In an Instagram post after the first lawsuit was filed, Allen issued a mea culpa to his family, writing to his then-pregnant wife — who had filed for divorce two months before the allegations became public — “I want to publicly apologize to my wife, Alexis, for humiliating her with my affair. I’m embarrassed that my choices have brought shame on her.” Implicit in his statement was that he was a victim, not victimizer. “This business takes so much from you, It’s full of temptations that can cripple you and ruin everything you’ve built. I’m ashamed that I wasn’t strong enough to withstand them. I will no longer be a victim of my weaknesses.”
Since the lawsuits were filed, Allen was dropped from most of his professional affiliations within the country world, and he has begun to experiment more with styles of music outside of the realm of country, characterizing those moves in his social media posts as organic artistic choices.
In the wake of the allegations, Allen was removed from a main stage spot on last year’s CMA Festival stadium-show lineup, on top of being dropped by his label, BBR Music Group, his management, the Familie, his agency, UTA, and his publicist, Full Coverage Communications.
Allen being put on an ongoing time-out by the country music industry was remarkable after a rise that had seen three of his first four singles reach No. 1 at country radio. Allen had won best new artist honors at both the CMA and ACM Awards, as well as picking up a Grammy nomination for best new artist. Besides his return to “American Idol” (where he was a contestant back in 2011), his high media profile included appearances as a contestant on “Dancing With the Stars” and a judge on the Reese Witherspoon-created Apple series “My Kind of Country.”

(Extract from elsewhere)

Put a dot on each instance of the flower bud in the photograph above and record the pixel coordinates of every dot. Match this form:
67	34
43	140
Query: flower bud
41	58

Although Allen has mostly projected a confident or even defiant image in his social media since the lawsuits were filed, earlier this month he posted a video on Instagram (where he still maintains more than 500,000 followers) of an acoustic performance in which he debuted a more vulnerable song. In the new song, he sings, “I’ll smile for the camera and say that I’m OK / I’m broken in pieces that no one can see / The truth is that I’m always on the edge, trying to find the point of living / I’m barely holding on, and no one can see that I’m constantly fighting with me.”
Allen does not currently have any tour dates listed on his website, and his “Fan Club” page reads merely: “Coming Soon.”